If we were to add up the enemy body count and divide that into the cost of wars in Iraq and Afghanistan, how much has it cost to eliminate a single terrorist? And today, as we read in the paper about a few terrorists being killed, often by Predator drones carrying state-of-the-art munitions, has anyone compared that to an elephant stepping on an ant?
Our mounting national debt stands at $13 trillion. Not all of that is a result of defense spending, but how hard is it to recognize the relationship between our response to 9/11 and the current fiscal crisis? How hard is it to acknowledge that one attack has helped draw us into a monetary quagmire of catastrophic proportions? How hard is it to understand that while the terrorists will never defeat us militarily, they don’t have to? They’ve lured us into spending ourselves to death.
Loren Thompson, chief operating officer of the Lexington Institute, a defense consulting firm, wrote recently on National Journal‘s website: “We have squandered literally trillions of dollars, directly and indirectly, on combating modest threats exaggerated by our fears, while our economy has declined steadily to a point where it may no longer be able to support our previous superpower status,” At some point, he noted, U.S. political leaders will have to face up to the reality of the country’s economic circumstances and the implied limitations.

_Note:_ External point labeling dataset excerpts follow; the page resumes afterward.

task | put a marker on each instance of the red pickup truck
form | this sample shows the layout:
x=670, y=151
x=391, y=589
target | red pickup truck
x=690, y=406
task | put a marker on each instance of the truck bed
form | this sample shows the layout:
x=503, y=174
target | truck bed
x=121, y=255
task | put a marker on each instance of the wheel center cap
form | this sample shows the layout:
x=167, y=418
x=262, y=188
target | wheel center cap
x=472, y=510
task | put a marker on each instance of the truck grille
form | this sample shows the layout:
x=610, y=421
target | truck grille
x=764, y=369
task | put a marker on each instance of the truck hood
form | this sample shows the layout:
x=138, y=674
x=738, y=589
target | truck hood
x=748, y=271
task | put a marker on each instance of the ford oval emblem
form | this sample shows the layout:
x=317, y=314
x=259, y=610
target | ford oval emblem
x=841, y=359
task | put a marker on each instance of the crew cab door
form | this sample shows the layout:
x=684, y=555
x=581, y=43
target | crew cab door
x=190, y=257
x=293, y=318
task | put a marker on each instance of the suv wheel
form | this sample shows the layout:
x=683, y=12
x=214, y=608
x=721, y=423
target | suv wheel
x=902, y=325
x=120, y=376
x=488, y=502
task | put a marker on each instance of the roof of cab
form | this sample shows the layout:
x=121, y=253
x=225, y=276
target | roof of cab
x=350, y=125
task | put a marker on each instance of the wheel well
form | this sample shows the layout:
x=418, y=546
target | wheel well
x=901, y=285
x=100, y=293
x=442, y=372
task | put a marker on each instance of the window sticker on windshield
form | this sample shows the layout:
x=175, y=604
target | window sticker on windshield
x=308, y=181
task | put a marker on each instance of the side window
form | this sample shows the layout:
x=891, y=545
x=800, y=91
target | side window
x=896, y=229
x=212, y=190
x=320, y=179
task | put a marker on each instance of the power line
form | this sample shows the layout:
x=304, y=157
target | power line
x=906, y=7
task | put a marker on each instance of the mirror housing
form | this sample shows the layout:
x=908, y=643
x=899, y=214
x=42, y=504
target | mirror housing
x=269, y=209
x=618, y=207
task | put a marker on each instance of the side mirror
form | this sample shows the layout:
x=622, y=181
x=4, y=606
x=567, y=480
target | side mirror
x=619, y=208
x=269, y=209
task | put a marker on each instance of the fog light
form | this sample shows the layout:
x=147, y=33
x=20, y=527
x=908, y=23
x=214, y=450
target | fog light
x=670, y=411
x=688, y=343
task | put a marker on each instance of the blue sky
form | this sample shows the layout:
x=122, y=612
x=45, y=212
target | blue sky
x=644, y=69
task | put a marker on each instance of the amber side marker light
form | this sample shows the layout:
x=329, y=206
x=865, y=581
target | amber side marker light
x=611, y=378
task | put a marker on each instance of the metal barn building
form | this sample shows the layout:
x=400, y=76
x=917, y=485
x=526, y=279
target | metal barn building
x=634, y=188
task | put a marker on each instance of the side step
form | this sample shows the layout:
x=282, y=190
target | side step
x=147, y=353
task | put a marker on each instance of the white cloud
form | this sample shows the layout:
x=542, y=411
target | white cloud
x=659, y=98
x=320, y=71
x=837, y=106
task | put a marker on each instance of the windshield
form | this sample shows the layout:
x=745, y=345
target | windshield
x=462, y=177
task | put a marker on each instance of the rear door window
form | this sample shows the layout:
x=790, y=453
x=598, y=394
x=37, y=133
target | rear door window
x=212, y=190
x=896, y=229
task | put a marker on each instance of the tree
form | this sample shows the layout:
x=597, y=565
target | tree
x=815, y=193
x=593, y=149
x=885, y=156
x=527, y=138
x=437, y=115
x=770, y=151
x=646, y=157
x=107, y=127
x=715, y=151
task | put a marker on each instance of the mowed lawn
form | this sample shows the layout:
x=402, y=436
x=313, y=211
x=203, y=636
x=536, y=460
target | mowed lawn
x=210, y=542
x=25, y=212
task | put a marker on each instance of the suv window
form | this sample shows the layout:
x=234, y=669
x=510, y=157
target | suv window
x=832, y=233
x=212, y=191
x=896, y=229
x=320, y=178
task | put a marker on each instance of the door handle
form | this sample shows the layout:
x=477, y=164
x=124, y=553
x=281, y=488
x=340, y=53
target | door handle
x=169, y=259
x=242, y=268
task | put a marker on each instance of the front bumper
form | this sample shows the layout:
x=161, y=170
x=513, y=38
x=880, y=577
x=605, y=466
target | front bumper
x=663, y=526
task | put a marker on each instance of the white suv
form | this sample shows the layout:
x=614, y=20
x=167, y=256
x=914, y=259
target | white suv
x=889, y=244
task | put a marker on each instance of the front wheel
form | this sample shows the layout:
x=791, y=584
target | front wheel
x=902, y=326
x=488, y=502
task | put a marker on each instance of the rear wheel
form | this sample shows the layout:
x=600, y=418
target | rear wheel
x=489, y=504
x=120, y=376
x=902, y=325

“We can’t afford to keep policing a world in which many of our trading partners are growing faster and our military methods are contributing to national bankruptcy. The last thing America needs is a concept of its role in the world that is beyond the capacity of our economy and our political system to sustain, purchased with borrowed dollars that will make the emergence of new ‘peer competitors’ more likely.”
And now, to protect our well-being and global position, we supposedly need to be spending much more on defense at a time when we desperately need to reduce it. It reminds me of a definition of insanity: to do the same thing over and over again and expect a different result.
Philosopher George Santayana’s quote from 1905 foretells America’s current downward path into history. “Those who cannot remember the past are condemned to repeat it.” Consider this recent quote from retired Col. W. Patrick Lang, an author and a former senior Defense Department intelligence official, on National Journal’s National Security experts blog:
“In any discussion of harsh geostrategic realities and the U.S. defense posture, the degree to which the United States remains bogged down in Iraq and Afghanistan while China continues its rapid rise looms large. Emerging powers elbowing their way into the established international order have been a fulcrum of conflict throughout history. The rise and inevitable fall of empires has also been a major force in shifting the tectonic plates of the global order, a disruption often preceded by the traditional bane of empire — arrogance and strategic overextension.
“Buried in the current debate is the assumption that the United States is still the world’s hegemon, duty-bound to be prepared to fight everyone, everywhere if imperial interests require it. How can responsible, grown-up people who understand our economic position think that has anything to do with reality?”
From a historical perspective, Lang sees parallels between the United States’ challenges today and the decline of the Roman Empire. “It seems to me that America’s situation today is somewhat like that of the eastern Roman Empire in the time of Justinian: a declining economy; insufficient forces for the mission of re-conquest of Africa and other lost lands; a persistence in pursuing unrealistic goals. All these factors contributed to the long-term decline of the Byzantine state. Let’s not follow that example.”